Heavily dependent on international aid, Tanzania is "considered a good African pupil of the International Monetary Fund (IMF), more than ever since 1995, when (Benjamin) Mkapa came to power", according to one western diplomat. Mkapa is almost certain to win Sunday's presidential poll. "Donor countries, the IMF and the World Bank have taken into consideration the immense efforts over the last ten years to open up the economy to free market forces but the people have not seen the advantages," remarked a Tanzanian economist.
"The results we had hoped for are not there yet, despite a good growth rate of 3.5 to four percent for 2000, but the foundations and structures are promising," he added, noting that inflation, at around six percent has, under Mkapa's regime, fallen dramatically from the 30 percent of 1995.
In July, the World Bank agreed to lend Tanzania $212 million to support economic reforms, making Tanzania the first country in Africa to benefit from the advantageous terms of a Planned Structural Adjustment Credit. In April, the IMF and World Bank had already eased Tanzania's $2 billion debt burden and the IMF agreed to lend the country $181.5 million. The same month, the Paris Club, a group of western creditor states, agreed to write off $390 million of debt. These were the fruits of a gradual programme, begun in the early 1990s and accelerated from 1995, of liberalising prices, exchange rates and the banking and finance sectors and, above all, of privatising hundreds of state and parastatal bodies set up under Nyerere's socialist regime.
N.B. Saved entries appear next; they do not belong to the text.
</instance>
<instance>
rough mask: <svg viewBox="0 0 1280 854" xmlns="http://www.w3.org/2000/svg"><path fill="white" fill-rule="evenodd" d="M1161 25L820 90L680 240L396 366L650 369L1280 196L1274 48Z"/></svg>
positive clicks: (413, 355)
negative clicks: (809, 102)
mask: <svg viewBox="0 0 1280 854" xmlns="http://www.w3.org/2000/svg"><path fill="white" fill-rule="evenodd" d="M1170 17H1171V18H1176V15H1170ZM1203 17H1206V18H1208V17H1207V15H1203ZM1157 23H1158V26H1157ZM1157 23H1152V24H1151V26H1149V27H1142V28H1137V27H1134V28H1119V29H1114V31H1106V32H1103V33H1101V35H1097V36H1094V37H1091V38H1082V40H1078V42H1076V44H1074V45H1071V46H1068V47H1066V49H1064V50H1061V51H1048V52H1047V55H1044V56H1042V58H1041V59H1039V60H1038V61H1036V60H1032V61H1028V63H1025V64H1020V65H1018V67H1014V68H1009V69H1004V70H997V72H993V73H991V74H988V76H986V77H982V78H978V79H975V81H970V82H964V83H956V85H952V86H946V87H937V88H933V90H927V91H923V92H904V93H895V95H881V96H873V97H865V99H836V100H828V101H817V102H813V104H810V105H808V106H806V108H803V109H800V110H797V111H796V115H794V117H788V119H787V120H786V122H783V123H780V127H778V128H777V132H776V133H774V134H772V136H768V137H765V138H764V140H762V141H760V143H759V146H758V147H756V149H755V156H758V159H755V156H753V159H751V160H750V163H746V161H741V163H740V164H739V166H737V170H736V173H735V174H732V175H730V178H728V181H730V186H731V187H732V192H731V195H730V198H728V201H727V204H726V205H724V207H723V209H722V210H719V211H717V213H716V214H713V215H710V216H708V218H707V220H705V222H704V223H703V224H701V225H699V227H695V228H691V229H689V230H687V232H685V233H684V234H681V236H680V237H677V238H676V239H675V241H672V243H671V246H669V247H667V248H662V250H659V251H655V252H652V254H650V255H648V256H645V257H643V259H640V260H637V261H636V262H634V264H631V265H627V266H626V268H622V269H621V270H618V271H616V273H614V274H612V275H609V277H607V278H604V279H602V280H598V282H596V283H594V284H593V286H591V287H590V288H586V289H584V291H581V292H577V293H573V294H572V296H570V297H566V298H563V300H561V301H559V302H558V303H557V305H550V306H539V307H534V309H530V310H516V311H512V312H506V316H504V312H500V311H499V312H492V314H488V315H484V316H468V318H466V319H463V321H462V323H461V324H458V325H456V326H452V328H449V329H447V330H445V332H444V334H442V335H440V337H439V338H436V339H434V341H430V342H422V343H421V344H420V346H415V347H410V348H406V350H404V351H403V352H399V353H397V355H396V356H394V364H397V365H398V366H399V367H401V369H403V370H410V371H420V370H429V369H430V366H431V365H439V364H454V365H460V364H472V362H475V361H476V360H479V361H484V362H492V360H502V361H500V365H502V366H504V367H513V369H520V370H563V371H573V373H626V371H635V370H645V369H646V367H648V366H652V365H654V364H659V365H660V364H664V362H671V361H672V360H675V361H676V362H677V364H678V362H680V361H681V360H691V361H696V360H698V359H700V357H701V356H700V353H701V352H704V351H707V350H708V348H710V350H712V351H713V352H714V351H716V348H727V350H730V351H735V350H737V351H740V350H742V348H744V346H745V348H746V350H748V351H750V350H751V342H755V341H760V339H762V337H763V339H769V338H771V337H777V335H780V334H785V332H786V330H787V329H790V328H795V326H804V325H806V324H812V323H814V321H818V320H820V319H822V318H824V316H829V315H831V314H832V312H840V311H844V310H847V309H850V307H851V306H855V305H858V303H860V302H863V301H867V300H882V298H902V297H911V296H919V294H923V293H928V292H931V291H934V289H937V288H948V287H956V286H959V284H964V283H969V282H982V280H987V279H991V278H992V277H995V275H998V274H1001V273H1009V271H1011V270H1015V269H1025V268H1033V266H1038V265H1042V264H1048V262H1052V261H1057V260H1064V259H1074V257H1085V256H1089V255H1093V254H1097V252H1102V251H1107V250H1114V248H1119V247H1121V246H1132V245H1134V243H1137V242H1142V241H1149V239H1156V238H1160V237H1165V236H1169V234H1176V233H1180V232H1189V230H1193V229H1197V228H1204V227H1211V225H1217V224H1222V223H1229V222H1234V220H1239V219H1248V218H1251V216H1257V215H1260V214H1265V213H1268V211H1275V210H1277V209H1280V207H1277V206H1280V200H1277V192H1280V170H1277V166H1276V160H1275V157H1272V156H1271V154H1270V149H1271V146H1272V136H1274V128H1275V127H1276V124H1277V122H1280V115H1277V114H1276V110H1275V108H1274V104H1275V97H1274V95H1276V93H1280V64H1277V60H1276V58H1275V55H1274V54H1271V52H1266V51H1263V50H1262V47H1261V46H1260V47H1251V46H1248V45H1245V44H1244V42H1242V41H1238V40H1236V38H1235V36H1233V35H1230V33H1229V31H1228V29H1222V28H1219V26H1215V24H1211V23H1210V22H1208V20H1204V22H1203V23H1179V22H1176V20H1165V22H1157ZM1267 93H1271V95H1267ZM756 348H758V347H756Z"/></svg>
Mkapa has recently promised to speed up the privatisation process. Another major problem is corruption, which affects every level of society, including the higher echelons of government. "Mkapa, seen here and abroad as very honest and a man of integrity, does not really have the capacity to fight corruption, which takes place with total impunity among senior government and party officials," according to one diplomat.